To exercise any of these rights, contact us at privacy@ainurtura.com. We will respond within 30 days.

12. Children's Privacy

AINurtura is a business-to-business platform intended for use by organisations and adults aged 18 or above. We do not knowingly collect personal data from individuals under 18. If you believe a minor has provided data to us, please contact us and we will promptly delete it.

13. International Data Transfers

AINurtura primarily stores and processes data on servers located in India. If data is transferred to or processed in other countries (e.g. by our cloud infrastructure or communication partners), we ensure appropriate safeguards are in place through standard contractual clauses or equivalent mechanisms.

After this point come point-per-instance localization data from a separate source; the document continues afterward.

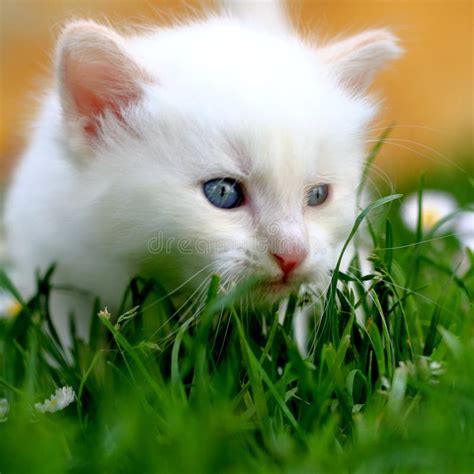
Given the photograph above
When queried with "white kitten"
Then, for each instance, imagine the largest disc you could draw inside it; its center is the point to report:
(178, 152)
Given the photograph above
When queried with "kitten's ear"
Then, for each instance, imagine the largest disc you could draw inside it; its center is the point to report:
(357, 59)
(95, 74)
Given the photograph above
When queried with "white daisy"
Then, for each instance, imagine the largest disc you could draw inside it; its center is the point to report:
(4, 409)
(435, 206)
(61, 399)
(465, 229)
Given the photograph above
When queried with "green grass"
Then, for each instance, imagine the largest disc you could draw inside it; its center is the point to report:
(218, 394)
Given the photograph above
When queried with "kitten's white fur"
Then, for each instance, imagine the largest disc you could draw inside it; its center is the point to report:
(137, 123)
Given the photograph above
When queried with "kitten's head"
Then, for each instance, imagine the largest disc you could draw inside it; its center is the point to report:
(217, 148)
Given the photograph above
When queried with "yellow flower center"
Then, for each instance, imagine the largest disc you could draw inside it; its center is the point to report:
(430, 217)
(13, 309)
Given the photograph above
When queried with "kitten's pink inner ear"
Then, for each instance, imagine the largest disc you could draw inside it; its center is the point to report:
(356, 60)
(95, 74)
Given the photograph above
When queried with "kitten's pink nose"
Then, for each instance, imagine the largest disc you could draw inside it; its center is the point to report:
(288, 262)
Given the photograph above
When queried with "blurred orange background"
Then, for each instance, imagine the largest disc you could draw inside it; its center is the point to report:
(429, 92)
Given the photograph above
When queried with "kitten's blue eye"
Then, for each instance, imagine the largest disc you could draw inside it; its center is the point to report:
(225, 193)
(318, 194)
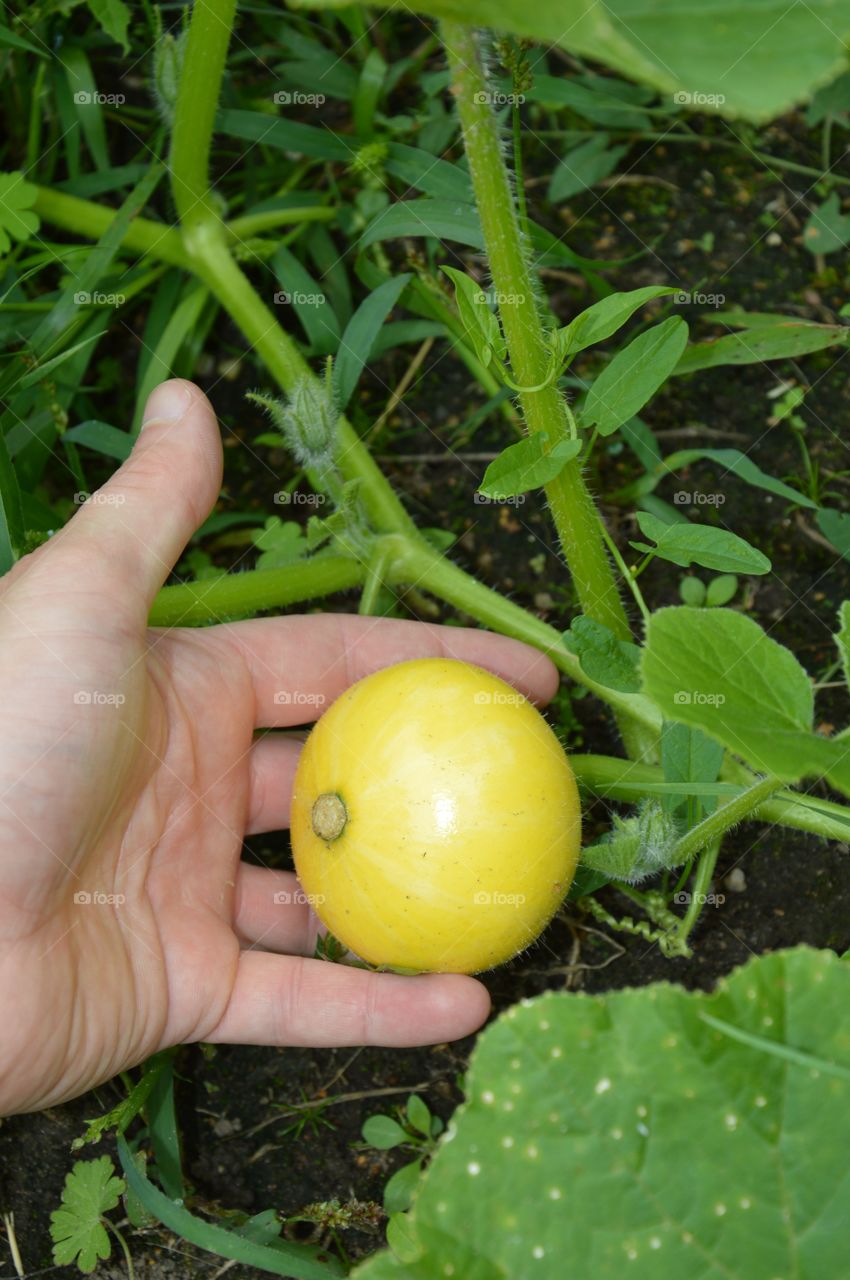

14. Changes to This Policy

We may update this Privacy Policy from time to time. When we make material changes, we will notify you via email and/or a prominent notice within the AINurtura platform at least 14 days before the changes take effect. Continued use of the platform after the effective date constitutes acceptance of the updated policy.

The date at the top of this page always reflects the most recent revision.

15. Contact Us & Grievance Officer

For privacy-related questions, requests, or complaints, contact our Data Protection Officer:

AINurtura Technologies Pvt. Ltd.

Grievance / Data Protection Officer

privacy@ainurtura.com

We aim to respond to all privacy requests within 30 calendar days.